Strategies can help attract ‘creative class’ – Capitalize on Education, Lifestyle and City’s "Brand", author says

When Bo Cowgill finished listening to a lecture at Stanford University a few months ago about the rise of the creative class and how hip, young workers were migrating to a handful of cities, one question came to mind: "What is a town like Lexington going to do?"

John Stamper
Lexington Herald Leader in

The speaker, Carnegie Mellon University economist Richard Florida, encouraged the audience to send him e-mails, promising to answer any questions. So Cowgill fired off his question into cyberspace.

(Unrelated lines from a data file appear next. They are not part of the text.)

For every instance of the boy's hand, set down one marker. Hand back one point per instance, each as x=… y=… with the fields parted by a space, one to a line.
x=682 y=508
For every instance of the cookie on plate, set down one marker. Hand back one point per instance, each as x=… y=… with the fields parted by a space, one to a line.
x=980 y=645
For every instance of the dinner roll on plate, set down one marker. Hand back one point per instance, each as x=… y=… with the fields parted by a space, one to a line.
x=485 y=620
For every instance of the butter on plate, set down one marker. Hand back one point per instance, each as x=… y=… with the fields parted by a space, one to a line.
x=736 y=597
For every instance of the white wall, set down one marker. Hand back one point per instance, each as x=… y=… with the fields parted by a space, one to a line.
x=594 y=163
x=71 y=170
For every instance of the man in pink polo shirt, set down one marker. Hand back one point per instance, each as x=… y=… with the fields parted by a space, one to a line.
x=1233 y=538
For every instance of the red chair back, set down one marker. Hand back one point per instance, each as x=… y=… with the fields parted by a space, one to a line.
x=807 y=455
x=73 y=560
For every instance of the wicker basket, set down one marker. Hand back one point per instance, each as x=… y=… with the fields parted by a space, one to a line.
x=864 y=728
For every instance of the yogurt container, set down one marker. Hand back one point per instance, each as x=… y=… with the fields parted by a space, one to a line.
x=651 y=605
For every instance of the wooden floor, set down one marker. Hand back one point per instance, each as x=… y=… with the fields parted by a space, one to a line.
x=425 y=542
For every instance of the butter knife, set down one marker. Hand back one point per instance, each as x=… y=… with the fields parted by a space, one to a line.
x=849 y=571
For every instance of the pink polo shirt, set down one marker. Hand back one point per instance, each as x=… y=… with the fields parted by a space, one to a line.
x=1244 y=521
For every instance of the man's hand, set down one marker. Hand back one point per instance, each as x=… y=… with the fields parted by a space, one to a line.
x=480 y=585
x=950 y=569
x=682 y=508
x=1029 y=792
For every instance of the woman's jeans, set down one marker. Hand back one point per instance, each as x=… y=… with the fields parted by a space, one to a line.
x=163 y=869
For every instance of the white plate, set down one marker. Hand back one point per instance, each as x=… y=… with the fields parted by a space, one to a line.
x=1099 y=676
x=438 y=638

"He didn’t get back to me on that," said the Lexington native, who now works for Google in Silicon Valley. "But it’s a good question."

There are no easy answers, but here are some suggestions gathered from Florida’s book, The Rise of the Creative Class, experiences in other cities and a variety of economic development experts.

• Most of all, make education a priority and create systems that encourage entrepreneurs to capitalize on locally produced knowledge.

* Develop incentives that encourage a vibrant downtown residential community. Rehab buildings into the types of funky living spaces that younger singles have flocked to across the nation.

• Build a world-class "people climate" to complement a solid business climate. In other words, promote diversity and openness and invest in amenities attractive to people with active lifestyles. Instead of building stadiums, build off-road trails for biking, running and inline skating.

• Find a way to bolster the local music and culinary scenes. Good food and good music are essential to many in the creative class.

• Update the city’s brand. Kris Kimel, president of the non-profit Kentucky Science and Technology Corp., has tried to create an "innovation" brand for Lexington by starting the IdeaFestival, held downtown every other year.

In Memphis, a group of citizens has recommended revitalizing the city’s brand through such steps as replacing images of slow-moving riverboats with active scenes of kayaking and encouraging public places to drop elevator music and replace it with Memphis music.

• Find your own niche. If a city has strong advantages that would attract young married couples, exploit them. Invest in the public school system and other amenities important to young families.